La proposition est venue de faire un échange d’exposition entre Malakoff et Huesca en Espagne.

Avec Mouhannad Al Audat et Marie Picard, j’ai fait partie de l’aventure. Mais finalement je ne me suis pas rendu sur place. C’est Mouhannad qui a emporté mes travaux. A Huesca, ville du nord de l’Espagne, le centre culturel qui accueillait nos œuvres est un ancien abattoir pour les taureaux qui a été joliment restauré.

Donc j’ai préparé une série de peintures sur papier avec des tons doux comme des textiles. Et j’ai rédigé ce texte de présentation :

Une image n’est pas une surface. On ne peut pas trouver l’image dans sa surface. Une image ne vient pas quand on a pris un crayon bien taillé et un beau papier et que légèrement et en douceur on dessine des contours propres et nets et, que, ensuite, avec une gomme pour effacer ce qui dépasse, on évite les petites taches et les traces de doigt. Une image ne vient pas d’un pinceau soyeux et de jolies couleurs sur un canevas blanc et immaculé.

Une image ne vient pas du dessus, d’un maquillage cosmétique sur la pellicule. Une image, il faut la prendre dans la profondeur à la perpendiculaire du plan de l’écran. Une image ne peut venir que d’une excavation. Elle vient toujours du dessous et des entrailles. Elle vient d’une descente dans la caverne. Une image doit se capturer comme on lance un filet, se prendre comme on dit prendre un poisson, comme on dit prendre une photo. Une image doit s’arracher à des racines même si le papier ne résiste pas bien. « En dessous ! En dessous ! Qu’y a-t-il derrière ? » Le regard doit sortir de l’évidence de façade et se perdre à construire les signes d’un passage. Un voile qui se déchire et laisse entrevoir : c’est la forme du désir. Ce qui est caché bien souvent nous regarde. Mais de ce regard qui se crée dans l’imagination, il nous reste bien plus que les certitudes d’un cliché.

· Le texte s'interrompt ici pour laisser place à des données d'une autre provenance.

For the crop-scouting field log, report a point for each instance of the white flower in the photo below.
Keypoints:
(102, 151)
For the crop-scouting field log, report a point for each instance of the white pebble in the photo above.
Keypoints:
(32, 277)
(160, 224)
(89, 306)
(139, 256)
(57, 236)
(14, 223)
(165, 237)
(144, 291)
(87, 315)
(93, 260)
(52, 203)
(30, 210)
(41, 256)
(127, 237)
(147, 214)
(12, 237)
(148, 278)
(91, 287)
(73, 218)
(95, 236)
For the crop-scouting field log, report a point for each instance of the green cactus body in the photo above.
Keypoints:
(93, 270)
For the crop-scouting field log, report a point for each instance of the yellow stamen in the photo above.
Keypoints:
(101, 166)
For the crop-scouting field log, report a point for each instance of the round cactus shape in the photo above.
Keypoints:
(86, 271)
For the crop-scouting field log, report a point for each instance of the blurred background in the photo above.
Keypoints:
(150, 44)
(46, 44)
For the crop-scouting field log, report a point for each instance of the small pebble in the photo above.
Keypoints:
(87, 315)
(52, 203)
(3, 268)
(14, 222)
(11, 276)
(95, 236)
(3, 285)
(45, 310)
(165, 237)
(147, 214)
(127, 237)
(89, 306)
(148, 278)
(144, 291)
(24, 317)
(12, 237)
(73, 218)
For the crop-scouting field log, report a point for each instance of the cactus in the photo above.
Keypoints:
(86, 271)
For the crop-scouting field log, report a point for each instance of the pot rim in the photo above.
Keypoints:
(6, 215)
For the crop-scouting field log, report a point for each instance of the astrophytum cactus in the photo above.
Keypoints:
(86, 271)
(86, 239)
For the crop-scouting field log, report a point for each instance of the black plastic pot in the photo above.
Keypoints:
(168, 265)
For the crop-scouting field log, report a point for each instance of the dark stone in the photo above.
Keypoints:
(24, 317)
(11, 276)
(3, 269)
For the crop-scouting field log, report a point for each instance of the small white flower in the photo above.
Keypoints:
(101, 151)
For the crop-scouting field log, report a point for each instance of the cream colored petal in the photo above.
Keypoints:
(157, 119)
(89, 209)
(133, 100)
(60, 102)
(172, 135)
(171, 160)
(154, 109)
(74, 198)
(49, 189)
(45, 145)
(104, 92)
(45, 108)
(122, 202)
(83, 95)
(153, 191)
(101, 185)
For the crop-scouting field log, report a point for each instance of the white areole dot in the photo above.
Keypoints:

Je cherche donc par frottage et grattage, des images qui me surprennent et qui, je l’espère, continuent d’agir et de se révéler au regardeur. J’ai fait pour Huesca une série de petits formats en teintes douces qui laissent apparaître des trames de tissus sur des empreintes minérales, comme un voile qui se serait incrusté dans la pierre.